Putin didn't cause gas price rise

To hear it from President Brandon, the current high cost of gasoline is all Vladimir Putin's fault.  "Putin's gas hike!" is a common Brandon theme.

But it's all nonsense.  Putin is actually responsible for very little of the cost of gasoline.

According to the U.S. Energy Energy Administration, the cost of gasoline was $2.096 a gallon on Election Day 2020.  By Inauguration Day it had climbed to $2.334 a gallon.  The date of the invasion of Ukraine was February 24; at that time the price had risen to $3.517 a gallon.  Putin cannot be blamed for any price rises which occurred before the date of the invasion.

Since that time, it is true that the United States has embargoed Russian oil imports into the United States.  However, this has had a minimal impact on the cost of gasoline because Europe has not embargoed Russian oil.

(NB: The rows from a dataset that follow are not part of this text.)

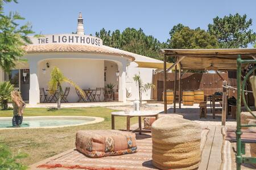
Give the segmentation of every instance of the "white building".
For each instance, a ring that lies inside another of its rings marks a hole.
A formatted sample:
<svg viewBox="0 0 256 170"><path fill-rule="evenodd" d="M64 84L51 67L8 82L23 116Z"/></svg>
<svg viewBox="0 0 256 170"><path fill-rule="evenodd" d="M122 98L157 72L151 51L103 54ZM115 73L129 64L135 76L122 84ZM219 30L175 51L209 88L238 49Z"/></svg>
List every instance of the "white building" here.
<svg viewBox="0 0 256 170"><path fill-rule="evenodd" d="M24 46L27 63L19 63L10 74L0 69L0 82L10 80L19 90L24 100L31 104L40 102L40 88L48 89L53 67L82 89L115 85L118 101L138 99L133 76L141 74L144 83L152 82L154 69L137 67L136 62L162 63L159 60L106 46L96 37L85 35L81 14L78 19L77 34L55 34L31 37L32 44ZM70 87L68 84L65 87ZM71 87L69 102L77 102L77 94ZM127 92L128 91L128 92ZM101 97L102 99L103 97ZM142 99L150 100L152 91L143 93Z"/></svg>

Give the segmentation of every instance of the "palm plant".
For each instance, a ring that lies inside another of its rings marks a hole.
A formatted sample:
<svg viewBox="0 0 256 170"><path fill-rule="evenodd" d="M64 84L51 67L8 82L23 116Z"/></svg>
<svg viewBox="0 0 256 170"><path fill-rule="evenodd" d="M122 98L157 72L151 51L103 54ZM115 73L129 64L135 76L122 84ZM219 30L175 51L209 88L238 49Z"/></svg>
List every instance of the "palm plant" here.
<svg viewBox="0 0 256 170"><path fill-rule="evenodd" d="M136 82L136 85L139 88L139 103L141 105L142 101L142 94L143 92L146 92L146 91L150 90L151 88L155 89L155 86L151 83L147 83L144 84L141 79L141 75L139 74L134 75L133 77L133 80Z"/></svg>
<svg viewBox="0 0 256 170"><path fill-rule="evenodd" d="M10 82L0 83L0 103L2 110L8 109L8 101L11 100L11 92L14 90L14 85Z"/></svg>
<svg viewBox="0 0 256 170"><path fill-rule="evenodd" d="M60 69L55 66L51 72L51 80L48 83L48 87L49 92L51 95L54 95L55 93L57 93L57 105L58 109L60 109L61 96L63 95L61 84L64 82L67 82L73 86L80 92L82 97L85 96L84 92L79 86L71 80L65 77L61 71L60 71Z"/></svg>

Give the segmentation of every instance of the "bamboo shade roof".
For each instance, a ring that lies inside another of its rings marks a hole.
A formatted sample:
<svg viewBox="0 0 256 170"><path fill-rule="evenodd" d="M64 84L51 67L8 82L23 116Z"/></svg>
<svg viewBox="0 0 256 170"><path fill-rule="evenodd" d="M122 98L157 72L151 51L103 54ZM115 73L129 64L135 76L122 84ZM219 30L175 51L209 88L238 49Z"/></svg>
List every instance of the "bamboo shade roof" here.
<svg viewBox="0 0 256 170"><path fill-rule="evenodd" d="M242 59L256 57L256 48L244 49L163 49L162 52L168 57L177 57L177 60L185 57L180 62L181 69L218 70L237 70L237 58ZM245 67L246 65L242 66Z"/></svg>
<svg viewBox="0 0 256 170"><path fill-rule="evenodd" d="M138 67L142 68L152 68L152 69L163 69L163 62L142 62L142 61L136 61L138 64ZM173 63L167 63L166 66L168 67L172 65ZM177 66L177 69L179 69L179 66Z"/></svg>

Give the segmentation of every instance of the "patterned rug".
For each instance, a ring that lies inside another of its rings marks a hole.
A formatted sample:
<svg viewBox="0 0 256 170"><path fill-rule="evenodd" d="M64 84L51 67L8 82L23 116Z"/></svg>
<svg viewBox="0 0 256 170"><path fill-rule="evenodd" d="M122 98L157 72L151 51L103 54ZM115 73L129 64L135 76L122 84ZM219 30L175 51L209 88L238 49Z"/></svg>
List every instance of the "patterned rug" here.
<svg viewBox="0 0 256 170"><path fill-rule="evenodd" d="M204 146L209 129L202 130L201 148ZM49 159L37 167L37 169L62 168L90 170L108 169L157 169L152 164L152 140L150 134L137 134L138 152L127 154L99 158L89 158L76 150L55 159Z"/></svg>

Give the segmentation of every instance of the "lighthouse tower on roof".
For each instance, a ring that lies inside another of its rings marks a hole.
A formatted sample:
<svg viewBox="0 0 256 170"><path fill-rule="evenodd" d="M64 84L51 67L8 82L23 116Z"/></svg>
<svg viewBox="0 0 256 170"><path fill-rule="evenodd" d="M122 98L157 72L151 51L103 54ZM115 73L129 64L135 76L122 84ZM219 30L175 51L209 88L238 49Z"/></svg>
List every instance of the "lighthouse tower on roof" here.
<svg viewBox="0 0 256 170"><path fill-rule="evenodd" d="M76 33L78 35L84 35L84 19L82 18L82 13L79 12L79 18L77 19L77 29Z"/></svg>

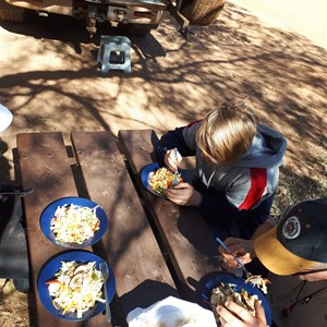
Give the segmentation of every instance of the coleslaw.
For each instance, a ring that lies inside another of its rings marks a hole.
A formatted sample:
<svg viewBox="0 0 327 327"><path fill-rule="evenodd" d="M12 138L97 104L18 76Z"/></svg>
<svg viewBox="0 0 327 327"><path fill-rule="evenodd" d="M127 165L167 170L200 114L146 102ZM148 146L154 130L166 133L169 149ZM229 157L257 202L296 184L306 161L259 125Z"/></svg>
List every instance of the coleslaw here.
<svg viewBox="0 0 327 327"><path fill-rule="evenodd" d="M48 290L53 298L53 306L62 310L63 314L72 312L82 318L83 313L94 307L97 301L105 303L101 298L104 278L95 262L61 262L55 277L47 282Z"/></svg>
<svg viewBox="0 0 327 327"><path fill-rule="evenodd" d="M56 241L83 244L93 238L100 228L100 220L96 216L97 207L99 206L89 208L74 204L58 206L50 221Z"/></svg>
<svg viewBox="0 0 327 327"><path fill-rule="evenodd" d="M183 180L181 174L178 173L179 183ZM148 183L152 186L153 191L159 194L165 194L165 192L171 187L173 181L173 172L167 169L166 167L159 168L156 171L152 171L148 174Z"/></svg>

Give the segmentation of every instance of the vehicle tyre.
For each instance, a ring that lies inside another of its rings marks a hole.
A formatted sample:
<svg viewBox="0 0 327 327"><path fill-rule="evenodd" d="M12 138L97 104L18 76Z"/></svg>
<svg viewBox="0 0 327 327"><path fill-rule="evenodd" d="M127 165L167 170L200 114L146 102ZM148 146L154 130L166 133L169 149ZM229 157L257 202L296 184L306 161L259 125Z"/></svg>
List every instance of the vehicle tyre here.
<svg viewBox="0 0 327 327"><path fill-rule="evenodd" d="M191 25L207 26L216 21L226 0L183 0L181 14Z"/></svg>
<svg viewBox="0 0 327 327"><path fill-rule="evenodd" d="M0 20L5 22L22 23L25 21L26 10L24 8L15 7L0 0Z"/></svg>

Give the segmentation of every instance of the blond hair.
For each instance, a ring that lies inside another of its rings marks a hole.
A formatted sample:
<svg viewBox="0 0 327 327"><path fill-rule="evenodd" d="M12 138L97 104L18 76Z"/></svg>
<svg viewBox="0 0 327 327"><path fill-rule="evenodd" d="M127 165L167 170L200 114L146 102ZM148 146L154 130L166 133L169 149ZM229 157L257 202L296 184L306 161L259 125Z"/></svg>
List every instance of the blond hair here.
<svg viewBox="0 0 327 327"><path fill-rule="evenodd" d="M257 119L245 105L222 105L205 117L195 140L210 161L227 165L246 153L256 132Z"/></svg>

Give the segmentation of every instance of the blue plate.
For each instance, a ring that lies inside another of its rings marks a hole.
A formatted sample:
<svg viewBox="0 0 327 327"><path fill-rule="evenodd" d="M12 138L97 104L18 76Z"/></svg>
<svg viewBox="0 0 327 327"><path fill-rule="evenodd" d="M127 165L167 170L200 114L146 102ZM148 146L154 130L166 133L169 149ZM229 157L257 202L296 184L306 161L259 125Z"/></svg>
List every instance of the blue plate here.
<svg viewBox="0 0 327 327"><path fill-rule="evenodd" d="M159 168L162 168L162 166L160 166L159 164L146 165L141 169L140 175L141 175L143 185L149 193L167 199L167 197L164 194L160 194L160 193L154 191L153 187L150 186L150 184L148 183L149 173L158 170ZM180 173L181 173L181 170L180 170Z"/></svg>
<svg viewBox="0 0 327 327"><path fill-rule="evenodd" d="M60 270L61 262L73 262L73 261L78 263L96 262L97 269L99 269L99 263L104 262L102 258L87 251L73 250L69 252L62 252L56 257L48 261L40 269L40 272L38 275L38 280L37 280L37 292L41 303L52 315L65 320L73 320L73 322L86 320L102 312L106 308L105 303L96 302L96 305L89 308L87 312L85 312L82 318L77 318L76 313L62 314L62 310L58 310L53 306L52 298L49 294L48 284L46 283L48 280L53 279L55 274ZM107 288L108 288L108 298L109 301L111 302L116 293L116 280L109 265L108 268L109 268L109 278L107 281Z"/></svg>
<svg viewBox="0 0 327 327"><path fill-rule="evenodd" d="M244 289L250 295L256 294L258 296L258 300L262 301L263 307L265 308L267 324L271 326L271 312L264 293L252 283L245 283L244 279L234 277L233 275L217 275L205 284L205 288L201 294L203 306L205 306L206 308L211 308L208 304L208 302L210 301L211 291L221 282L223 282L225 284L230 283L231 286L233 286L237 292L240 292L242 289Z"/></svg>
<svg viewBox="0 0 327 327"><path fill-rule="evenodd" d="M62 197L62 198L59 198L59 199L50 203L41 213L40 220L39 220L40 229L44 232L44 234L52 243L63 246L63 247L69 247L69 249L82 249L82 247L89 246L89 245L96 243L97 241L99 241L102 238L102 235L105 234L105 232L107 231L107 227L108 227L107 215L101 207L98 207L96 209L96 215L100 220L100 228L98 231L95 232L95 234L92 239L86 240L82 244L68 243L68 242L65 243L65 242L60 242L60 241L56 240L55 233L50 230L50 222L51 222L51 219L55 217L55 211L56 211L57 207L63 206L65 204L66 205L74 204L76 206L88 207L88 208L94 208L97 206L97 204L95 202L93 202L88 198L76 197L76 196Z"/></svg>

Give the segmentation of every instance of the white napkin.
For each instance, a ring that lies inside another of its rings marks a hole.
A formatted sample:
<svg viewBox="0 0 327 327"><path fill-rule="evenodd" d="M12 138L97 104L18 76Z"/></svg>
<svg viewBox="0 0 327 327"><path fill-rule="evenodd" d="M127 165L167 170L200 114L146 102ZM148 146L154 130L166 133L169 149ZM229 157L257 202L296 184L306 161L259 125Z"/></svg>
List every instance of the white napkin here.
<svg viewBox="0 0 327 327"><path fill-rule="evenodd" d="M217 327L214 313L173 296L128 314L129 327Z"/></svg>

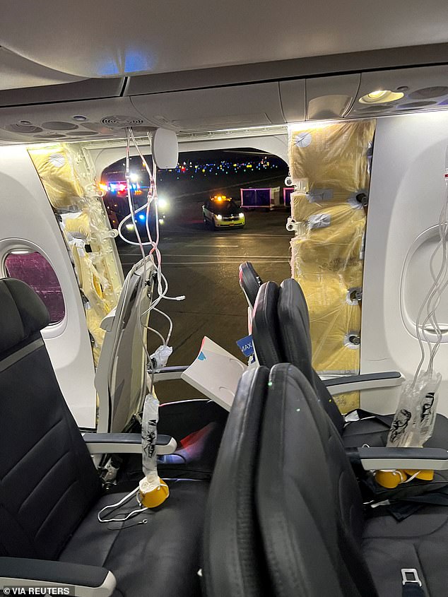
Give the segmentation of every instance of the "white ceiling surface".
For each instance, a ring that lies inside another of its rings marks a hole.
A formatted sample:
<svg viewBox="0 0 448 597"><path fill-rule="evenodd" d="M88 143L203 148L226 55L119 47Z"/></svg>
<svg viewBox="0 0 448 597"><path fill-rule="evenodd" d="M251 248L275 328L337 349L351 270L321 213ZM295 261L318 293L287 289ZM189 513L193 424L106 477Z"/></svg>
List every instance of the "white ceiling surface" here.
<svg viewBox="0 0 448 597"><path fill-rule="evenodd" d="M448 41L446 0L2 0L1 9L0 46L81 78Z"/></svg>
<svg viewBox="0 0 448 597"><path fill-rule="evenodd" d="M73 83L80 78L37 64L0 47L0 90Z"/></svg>

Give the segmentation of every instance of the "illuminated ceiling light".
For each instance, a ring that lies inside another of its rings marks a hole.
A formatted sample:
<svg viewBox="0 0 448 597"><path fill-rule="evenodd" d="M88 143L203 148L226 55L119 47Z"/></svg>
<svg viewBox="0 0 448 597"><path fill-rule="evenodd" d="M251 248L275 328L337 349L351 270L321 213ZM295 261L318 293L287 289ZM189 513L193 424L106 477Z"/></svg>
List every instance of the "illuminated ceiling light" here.
<svg viewBox="0 0 448 597"><path fill-rule="evenodd" d="M377 91L371 91L365 95L360 97L359 102L361 104L387 104L389 102L396 102L404 96L401 91L391 91L389 89L378 89Z"/></svg>

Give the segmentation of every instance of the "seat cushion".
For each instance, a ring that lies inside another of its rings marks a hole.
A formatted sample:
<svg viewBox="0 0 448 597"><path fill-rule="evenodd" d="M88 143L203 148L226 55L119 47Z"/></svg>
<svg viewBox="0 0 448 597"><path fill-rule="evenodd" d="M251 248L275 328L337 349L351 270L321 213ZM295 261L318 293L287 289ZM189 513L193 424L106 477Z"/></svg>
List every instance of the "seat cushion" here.
<svg viewBox="0 0 448 597"><path fill-rule="evenodd" d="M401 522L378 509L366 520L365 558L379 597L401 595L401 569L415 568L428 597L447 595L448 508L425 506Z"/></svg>
<svg viewBox="0 0 448 597"><path fill-rule="evenodd" d="M208 490L206 481L169 480L170 495L160 507L124 523L100 523L98 512L126 493L103 496L81 523L59 560L103 566L117 579L123 597L200 596L200 548ZM130 512L133 498L103 518ZM137 524L144 519L146 524Z"/></svg>
<svg viewBox="0 0 448 597"><path fill-rule="evenodd" d="M358 448L365 444L371 447L385 446L393 418L393 415L387 415L382 416L382 420L373 417L348 423L342 433L344 446L346 448ZM386 421L390 422L387 425ZM437 415L432 436L425 445L428 448L448 449L448 419L443 415Z"/></svg>

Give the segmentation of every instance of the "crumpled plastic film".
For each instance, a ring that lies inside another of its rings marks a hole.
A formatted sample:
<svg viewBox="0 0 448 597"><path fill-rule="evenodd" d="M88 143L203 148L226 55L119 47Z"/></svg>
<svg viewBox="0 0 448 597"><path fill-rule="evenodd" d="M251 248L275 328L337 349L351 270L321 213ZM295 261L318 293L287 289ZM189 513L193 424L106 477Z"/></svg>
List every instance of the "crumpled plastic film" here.
<svg viewBox="0 0 448 597"><path fill-rule="evenodd" d="M293 181L307 178L309 190L360 192L369 188L367 152L375 122L316 123L290 129L289 164Z"/></svg>
<svg viewBox="0 0 448 597"><path fill-rule="evenodd" d="M292 274L310 312L313 366L326 377L359 372L362 266L375 122L294 125L290 171L297 223ZM359 393L335 396L342 412Z"/></svg>
<svg viewBox="0 0 448 597"><path fill-rule="evenodd" d="M96 365L105 336L101 321L117 306L123 273L94 167L78 143L47 145L28 151L71 256Z"/></svg>

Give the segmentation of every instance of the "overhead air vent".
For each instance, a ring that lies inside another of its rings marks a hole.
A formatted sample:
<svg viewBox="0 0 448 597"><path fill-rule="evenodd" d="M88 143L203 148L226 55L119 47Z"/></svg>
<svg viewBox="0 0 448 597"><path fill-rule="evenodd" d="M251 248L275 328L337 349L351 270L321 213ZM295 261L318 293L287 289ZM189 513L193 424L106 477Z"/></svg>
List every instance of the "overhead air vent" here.
<svg viewBox="0 0 448 597"><path fill-rule="evenodd" d="M423 89L418 89L409 93L408 97L410 100L431 100L432 98L442 97L448 94L448 87L441 85L435 87L424 87Z"/></svg>
<svg viewBox="0 0 448 597"><path fill-rule="evenodd" d="M437 104L437 102L409 102L408 104L401 104L400 108L401 110L415 110L415 108L423 108L425 106L433 106Z"/></svg>
<svg viewBox="0 0 448 597"><path fill-rule="evenodd" d="M111 129L124 129L128 126L138 126L143 124L141 118L129 116L105 116L101 119L101 122Z"/></svg>
<svg viewBox="0 0 448 597"><path fill-rule="evenodd" d="M73 122L61 122L59 120L42 122L42 126L44 129L49 129L50 131L74 131L78 129L78 125Z"/></svg>
<svg viewBox="0 0 448 597"><path fill-rule="evenodd" d="M5 127L6 131L11 131L12 133L21 133L23 135L30 135L33 133L40 133L42 129L40 126L35 126L33 124L7 124Z"/></svg>

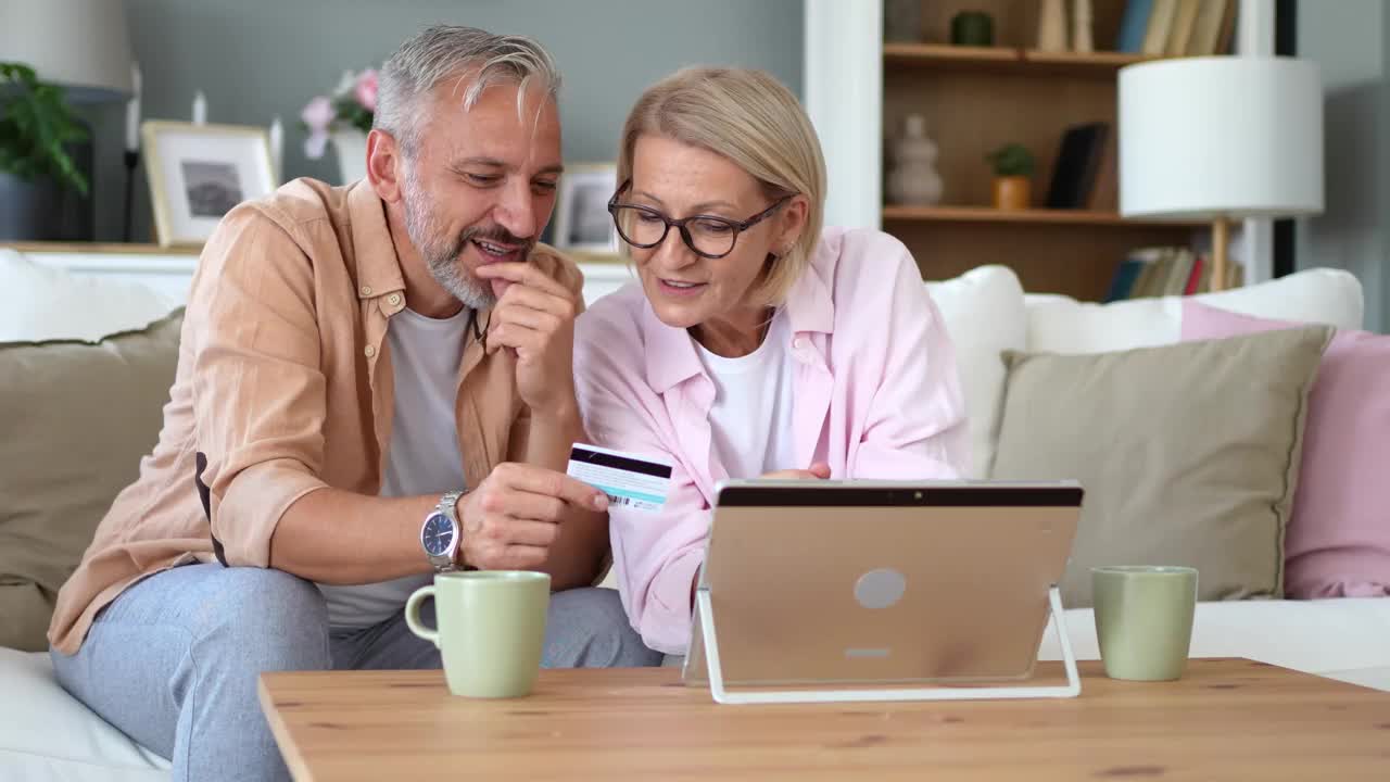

According to the Center for Strategic and International Studies, Europe has taken only baby steps to reduce its appetite for Russian oil and gas.  Europe has announced, not one, but six packages of sanctions, and all fall woefully short of ending their import on Russian oil.

Europe's sanctions "will ban seaborne imports of Russian crude oil as of Dec. 5, 2022, and ban petroleum product imports as of February 5, 2023."  Pipeline oil will not be interrupted.  Delivery of Russian oil products to Europe therefore, as of this date, has not been affected by Russia's invasion.

We know many things about oil, and one of those things is its fungibility.  In the end, the cost of oil is determined by supply and demand, nothing more.  It doesn't matter where oil comes from; all that matters is its overall availability.

Russia is still adding its oil production to the world's markets.  In addition to Europe, Russia now is selling discounted oil to China and India.  This will result in less demand for oil from the Mideast, which frees up that oil for sale elsewhere.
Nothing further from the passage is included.